August 30th, 2006 at 1:38 pm
Yes but its not all the web! see -
http://pandora.nla.gov.au/selectionguidelinesallpartners.html
“PANDORA is a selective archive. The National Library and its partners do not attempt to collect all Australian online publications and web sites, but select those that they consider are of significance and to have long-term research value.”
You can also opt out. Some Govt Agencies opt out for legal reasons.
August 30th, 2006 at 7:15 pm
It’s really not any different to the way the Internet Archive crawls the net, and I don’t think that privacy laws are really applicable to content that’s freely available online anyway. Perhaps you’re thinking of copyright laws?

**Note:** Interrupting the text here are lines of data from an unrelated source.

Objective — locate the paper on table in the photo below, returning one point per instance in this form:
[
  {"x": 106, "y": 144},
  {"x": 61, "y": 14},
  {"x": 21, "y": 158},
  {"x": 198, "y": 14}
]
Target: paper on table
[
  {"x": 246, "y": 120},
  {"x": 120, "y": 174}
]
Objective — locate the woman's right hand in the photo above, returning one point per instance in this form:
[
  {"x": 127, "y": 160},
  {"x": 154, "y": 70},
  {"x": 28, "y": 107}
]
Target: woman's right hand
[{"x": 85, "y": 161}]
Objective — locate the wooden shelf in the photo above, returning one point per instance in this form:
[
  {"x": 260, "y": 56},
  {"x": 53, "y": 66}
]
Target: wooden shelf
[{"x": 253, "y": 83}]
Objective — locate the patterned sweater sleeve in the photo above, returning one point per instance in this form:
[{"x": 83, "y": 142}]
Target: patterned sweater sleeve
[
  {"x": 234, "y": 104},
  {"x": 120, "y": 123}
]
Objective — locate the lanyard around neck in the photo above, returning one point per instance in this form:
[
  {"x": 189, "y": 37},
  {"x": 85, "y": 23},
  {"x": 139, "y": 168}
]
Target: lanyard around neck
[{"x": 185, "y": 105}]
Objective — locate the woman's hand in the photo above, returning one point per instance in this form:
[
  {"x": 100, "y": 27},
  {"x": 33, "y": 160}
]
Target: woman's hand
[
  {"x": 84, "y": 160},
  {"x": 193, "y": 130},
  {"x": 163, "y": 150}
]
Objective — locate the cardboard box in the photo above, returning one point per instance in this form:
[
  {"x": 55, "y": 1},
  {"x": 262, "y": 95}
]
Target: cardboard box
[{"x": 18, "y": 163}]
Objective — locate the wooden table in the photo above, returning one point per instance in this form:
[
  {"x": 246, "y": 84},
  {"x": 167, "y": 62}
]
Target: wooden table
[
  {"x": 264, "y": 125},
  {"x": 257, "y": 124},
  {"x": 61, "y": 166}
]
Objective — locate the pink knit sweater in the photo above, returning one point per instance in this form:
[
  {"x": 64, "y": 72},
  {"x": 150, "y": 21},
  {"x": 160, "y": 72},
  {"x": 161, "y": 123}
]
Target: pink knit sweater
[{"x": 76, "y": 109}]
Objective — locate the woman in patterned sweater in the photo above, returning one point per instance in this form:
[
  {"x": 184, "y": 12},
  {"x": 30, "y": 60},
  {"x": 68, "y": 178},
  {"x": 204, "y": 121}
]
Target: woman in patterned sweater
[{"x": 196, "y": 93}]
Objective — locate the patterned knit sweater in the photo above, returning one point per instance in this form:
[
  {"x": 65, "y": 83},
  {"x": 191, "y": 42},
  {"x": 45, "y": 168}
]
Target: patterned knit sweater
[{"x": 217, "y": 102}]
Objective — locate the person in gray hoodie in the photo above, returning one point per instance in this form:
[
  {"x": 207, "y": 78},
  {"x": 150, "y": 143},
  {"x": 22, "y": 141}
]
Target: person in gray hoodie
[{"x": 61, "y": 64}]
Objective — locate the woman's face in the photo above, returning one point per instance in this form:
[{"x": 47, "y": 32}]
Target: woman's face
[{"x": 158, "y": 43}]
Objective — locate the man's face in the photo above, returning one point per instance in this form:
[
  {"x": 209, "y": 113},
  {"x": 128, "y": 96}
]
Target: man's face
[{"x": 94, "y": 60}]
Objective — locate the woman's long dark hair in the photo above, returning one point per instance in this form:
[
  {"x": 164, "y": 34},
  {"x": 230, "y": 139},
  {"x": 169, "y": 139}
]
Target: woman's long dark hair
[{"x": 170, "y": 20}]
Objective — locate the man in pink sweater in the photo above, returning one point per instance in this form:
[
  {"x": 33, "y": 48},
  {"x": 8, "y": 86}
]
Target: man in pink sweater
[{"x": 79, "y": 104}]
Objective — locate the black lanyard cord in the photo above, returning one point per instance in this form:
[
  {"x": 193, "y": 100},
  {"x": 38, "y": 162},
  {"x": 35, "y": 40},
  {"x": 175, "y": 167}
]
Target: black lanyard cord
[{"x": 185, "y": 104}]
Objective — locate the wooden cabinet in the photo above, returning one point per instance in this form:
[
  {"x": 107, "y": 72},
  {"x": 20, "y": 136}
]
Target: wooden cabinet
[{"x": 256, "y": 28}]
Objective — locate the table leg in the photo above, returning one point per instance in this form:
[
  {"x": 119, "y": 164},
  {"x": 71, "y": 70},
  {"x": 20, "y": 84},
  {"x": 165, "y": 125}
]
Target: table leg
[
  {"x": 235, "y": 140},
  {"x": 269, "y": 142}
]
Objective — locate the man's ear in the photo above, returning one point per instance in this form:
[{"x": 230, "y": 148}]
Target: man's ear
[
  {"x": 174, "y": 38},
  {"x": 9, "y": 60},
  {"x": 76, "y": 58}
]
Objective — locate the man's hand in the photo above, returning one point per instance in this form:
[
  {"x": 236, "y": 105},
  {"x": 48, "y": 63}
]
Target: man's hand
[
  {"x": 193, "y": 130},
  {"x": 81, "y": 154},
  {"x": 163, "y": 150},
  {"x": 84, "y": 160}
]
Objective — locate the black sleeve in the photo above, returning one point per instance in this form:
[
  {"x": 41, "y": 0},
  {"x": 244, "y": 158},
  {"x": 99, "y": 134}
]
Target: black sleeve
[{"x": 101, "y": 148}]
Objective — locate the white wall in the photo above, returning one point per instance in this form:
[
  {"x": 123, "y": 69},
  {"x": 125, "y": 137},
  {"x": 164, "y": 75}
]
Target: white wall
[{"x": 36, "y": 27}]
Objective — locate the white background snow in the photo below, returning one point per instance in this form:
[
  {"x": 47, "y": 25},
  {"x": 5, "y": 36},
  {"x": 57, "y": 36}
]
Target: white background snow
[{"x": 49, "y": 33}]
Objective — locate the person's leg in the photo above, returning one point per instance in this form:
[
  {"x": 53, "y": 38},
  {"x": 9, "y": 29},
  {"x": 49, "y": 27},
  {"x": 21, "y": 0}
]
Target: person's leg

Anyway, the process that’s normally followed by Pandora is:
1. Site identified as ’significant’ (Guidelines from the State Library of WA for this are online here:
http://www.slwa.wa.gov.au/pdf/pandoraoct02.pdf)
by one of several archiving libraries in Australia.
2. Site owner is contacted for permission to archive (I’m not sure what happens if they are unable to find contact information on the owner).
3. Site submitted to Pandora and indexed.
This crawl (and the previous one in 2005) are different in that they are crawling all of the *.au namespace (and sites that are identified as having an Australian IP address). However the content will not become publicly available from Pandora without the site owners permission - they do state that on their information page.
If you’re ever contacted by the NLA to have your site included in Pandora it’s pretty cool to know that your site is considered “of interest” for posterity.
September 7th, 2006 at 11:52 am
Hi G,
This is nothing new.
What about all those Search Engines indexing the web tying up bandwidth ?
How many of those #$#% things does the world need ?
One educational facility I know of is using the Google Search. It indexes about 800,000 pages everytime. Imagine the cost of that bandwidth. Not a bad argument for a Google Appliance.
And what of the old Time Machine ( www.archive.org ). They’ve been doing it for years.
Advertisements? Big bandwidth hogs… We actually pay to receive advertising. What a bunch of suckers we are !!! I’d love to see ISP’s block ads altogether to preserve our precious bandwidth.
I don’t block Flash for nothing you know…
Really needs the whole population to wise-up…
OR get on the wagon ourselves
Like archive.org, at least the nla does it for an admirable reason
Consider it a history tax, Mr Ripper
my 0.02 cents